Have you ever heard of the term ‘single pane of glass’ when IT people speak about monitoring tools … of course you have! It’s a oft used (and mis-used) term for a management console that presents data from multiple sources in a single display. I probably first heard this term bandied about as far back as the 90’s and I am still yet to see an effective solution that offers a single pane of glass dashboard.
Harsh? Maybe … but the reality is that even in single pane of glass solutions, data is typically still ‘siloed’. That is, each disparate data set exists in it’s own data store. The single pane of glass solutions present this disparate data on a single dashboard – but in essence we are seeing graphs generated from different data sets simply displayed on the same page.
What we really need is the ability to be able to look at the relationships between these different data sets. The cyber security world has been at the forefront of data set correlation seen in some of the more advanced Security Incident and Event Management (SIEM) tools. Most SIEM tools can take information from multiple sources, say in the form of logs, and search for patterns or ‘correlations’ between them providing deep insight into existing and potential security issues.
The network performance monitoring space has been slower to adopt this approach – I suppose because we have been grappling with large data sets that seem discrete from other data sources. But … (and this is important) the key to providing ‘network visibility’ as opposed to simple ‘network monitoring’ is the ability to correlate data from multiple sources in order to present a whole of network picture to assist in problem diagnosis and resolution, as well as security incident reporting.
Effective correlation relies on the ability to ‘link’ to data sets to glean deeper insight. From a networking perspective, the most obvious common link is IP address. Most network related data sets, be they performance monitoring or cyber security, are IP address based which allows an easy and quick point of correlation.

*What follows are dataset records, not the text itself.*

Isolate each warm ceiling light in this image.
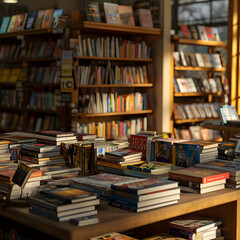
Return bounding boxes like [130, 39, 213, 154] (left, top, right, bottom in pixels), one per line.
[3, 0, 18, 3]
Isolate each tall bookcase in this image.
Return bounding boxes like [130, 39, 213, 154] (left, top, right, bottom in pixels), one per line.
[170, 35, 227, 138]
[71, 21, 161, 139]
[0, 29, 64, 132]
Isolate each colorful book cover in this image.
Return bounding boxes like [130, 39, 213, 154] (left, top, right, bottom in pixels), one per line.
[173, 143, 200, 167]
[34, 10, 45, 29]
[0, 17, 10, 33]
[7, 15, 17, 32]
[41, 9, 54, 28]
[87, 0, 101, 22]
[103, 2, 121, 24]
[25, 11, 37, 29]
[118, 5, 135, 26]
[168, 167, 229, 183]
[51, 9, 63, 28]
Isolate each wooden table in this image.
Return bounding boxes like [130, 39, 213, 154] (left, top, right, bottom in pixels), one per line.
[0, 188, 240, 240]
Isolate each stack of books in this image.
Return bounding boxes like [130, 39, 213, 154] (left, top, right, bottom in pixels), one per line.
[170, 218, 224, 240]
[97, 148, 144, 175]
[109, 179, 180, 212]
[217, 142, 235, 161]
[197, 159, 240, 188]
[19, 143, 65, 166]
[36, 131, 77, 145]
[71, 173, 137, 200]
[29, 188, 100, 222]
[169, 167, 229, 194]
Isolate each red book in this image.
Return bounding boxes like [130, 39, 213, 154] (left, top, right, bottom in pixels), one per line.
[168, 167, 229, 183]
[205, 27, 214, 40]
[180, 24, 191, 38]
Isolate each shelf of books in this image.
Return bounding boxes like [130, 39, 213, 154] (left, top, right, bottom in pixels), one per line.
[69, 7, 161, 139]
[170, 25, 228, 140]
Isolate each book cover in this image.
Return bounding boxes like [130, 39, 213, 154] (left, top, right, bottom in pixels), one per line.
[103, 2, 121, 24]
[138, 8, 153, 28]
[0, 17, 11, 33]
[34, 10, 44, 29]
[25, 11, 37, 29]
[51, 9, 63, 28]
[41, 9, 54, 28]
[168, 166, 229, 183]
[87, 0, 101, 22]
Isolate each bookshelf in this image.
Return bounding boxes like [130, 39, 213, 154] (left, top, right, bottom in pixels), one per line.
[170, 35, 227, 141]
[0, 188, 240, 240]
[0, 28, 64, 132]
[70, 21, 161, 139]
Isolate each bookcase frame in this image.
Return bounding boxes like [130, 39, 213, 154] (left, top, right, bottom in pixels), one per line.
[69, 21, 162, 137]
[170, 35, 227, 132]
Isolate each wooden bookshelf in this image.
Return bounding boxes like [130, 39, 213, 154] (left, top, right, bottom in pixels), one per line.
[72, 110, 153, 118]
[0, 189, 240, 240]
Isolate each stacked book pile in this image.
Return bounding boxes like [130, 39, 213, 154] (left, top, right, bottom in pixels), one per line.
[97, 148, 144, 175]
[217, 142, 235, 161]
[19, 143, 65, 166]
[29, 188, 100, 222]
[197, 159, 240, 188]
[71, 173, 137, 199]
[124, 161, 173, 178]
[0, 164, 44, 199]
[169, 166, 229, 194]
[170, 218, 224, 240]
[109, 176, 180, 212]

Certainly IP address correlation is a good start, but there is a more interesting, and arguable more effective way. Corelight have developed a technique to pivot between datasets for more effective visibility called Community Flow ID Hashing (https://github.com/corelight/community-id-spec). Community Flow ID Hashing is a technique that takes flow tuple information to create a hash value or ID to identify a flow that is common across data sets.
Corelight uses this to correlate between datasets from Suricata and Zeek to provide detailed cyber incident analysis. At Byte25 we have taken a similar approach by implementing the Community Flow ID within the Byte25 deep packet inspection engine. In this way, Byte25 can correlate data between the Suricata Threat Detection Engine and the network performance data collected from the DPI engine.
This provides deep network visibility well above the simple ‘single pane of glass’ approach. For example, if an incident is identified in the Byte25 Threat Detection engine, it is a simple process to use the Community Flow ID to pivot to the DPI data, set a filter and identify exactly when and how often the malicious device has communicated within the network and who else may have been affected. That is, a simple correlation that allows powerful diagnostics and forensics to identify and potential remediate identified issues.
Single pane of glass may be a great marketing term, but true network visibility relies on the power of correlation. Normalising disparate datasets through techniques such as Community ID Flow Hashing is a great step forward in allowing pivots between different data sources.
A great step forward for network visibility.